Up until that point Brewer said he wasn’t too concerned about his safety, but when he woke up the next morning he learned what happened from a taxi driver after asking him to drive to the embassy in the center of the city.
“He said no deal. The area was closed off, blocked off solid, and the Canadian embassy was closed,” Brewer said. “We were actually in that exact area about three hours before this all happened—that the snipers were there and people got killed. It was a little (un)nerving really, to know that you were in that area just a short time before.”
Thankfully Brewer’s nerves didn’t have anything to do with his upcoming wedding. Brewer headed south by train to meet up with his fiancée Elena in her home city of Melitopol. She and her family live in the southeastern region of Ukraine, just three hours away from the Crimea peninsula by train.
As the wedding celebrations died down for the couple, the Russian troops were moving into Crimea.
“When the Russians came in people were not happy about it. They do not want to join Russia,” Brewer said.
He says the people he met in Ukraine, including his wife’s family, just want to have a fair government and freedoms like those Brewer enjoys as a Canadian. Brewer admitted the high level of corruption in Ukraine was apparent before the uprising; for example, when it came to processing paperwork he was told that “money talks.”

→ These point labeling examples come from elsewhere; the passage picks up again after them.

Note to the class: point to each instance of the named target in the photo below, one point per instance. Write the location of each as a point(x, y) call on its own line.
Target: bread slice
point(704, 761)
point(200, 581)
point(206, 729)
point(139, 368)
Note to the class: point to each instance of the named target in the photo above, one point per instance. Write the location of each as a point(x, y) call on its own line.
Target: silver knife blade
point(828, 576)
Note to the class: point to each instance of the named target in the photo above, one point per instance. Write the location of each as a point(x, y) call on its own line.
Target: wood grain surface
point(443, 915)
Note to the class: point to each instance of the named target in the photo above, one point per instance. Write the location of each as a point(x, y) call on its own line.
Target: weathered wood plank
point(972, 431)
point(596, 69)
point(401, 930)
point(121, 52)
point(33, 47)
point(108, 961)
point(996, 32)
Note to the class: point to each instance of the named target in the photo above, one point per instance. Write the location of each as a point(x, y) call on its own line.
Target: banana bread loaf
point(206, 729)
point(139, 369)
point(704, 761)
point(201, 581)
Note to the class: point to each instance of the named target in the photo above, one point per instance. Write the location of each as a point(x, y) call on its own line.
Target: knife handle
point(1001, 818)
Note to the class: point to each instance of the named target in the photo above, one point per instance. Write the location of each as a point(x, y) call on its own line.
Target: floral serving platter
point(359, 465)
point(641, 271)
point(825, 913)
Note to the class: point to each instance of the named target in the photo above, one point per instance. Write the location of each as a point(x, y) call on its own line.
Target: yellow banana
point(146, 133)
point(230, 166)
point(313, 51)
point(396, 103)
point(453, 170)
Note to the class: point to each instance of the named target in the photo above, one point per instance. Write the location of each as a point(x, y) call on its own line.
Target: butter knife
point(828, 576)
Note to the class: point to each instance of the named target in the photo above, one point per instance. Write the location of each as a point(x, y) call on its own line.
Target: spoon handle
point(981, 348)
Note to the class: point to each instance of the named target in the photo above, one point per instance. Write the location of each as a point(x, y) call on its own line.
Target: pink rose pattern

Brewer was originally supposed to fly out of an airport in Crimea to come home. That happened to be the first airport that the Russian troops took over. He didn’t feel comfortable with that, so he switched his flight.
“It made you feel a little uncomfortable because you never know from one minute to the next when things can escalate and violence can actually erupt,” he said. “The last thing I needed was to have my flight delayed and to get caught right in the middle of an airport while there’s a war going on.”
Brewer says his wife is still back in the Ukraine, but he talks to her several times a day over Skype. He is confident that she is safe where she is for now, far enough away from Crimea and from Kyiv. But he still hopes he can bring her to Canada sooner rather than later; they just have to wait to process the paperwork for immigration.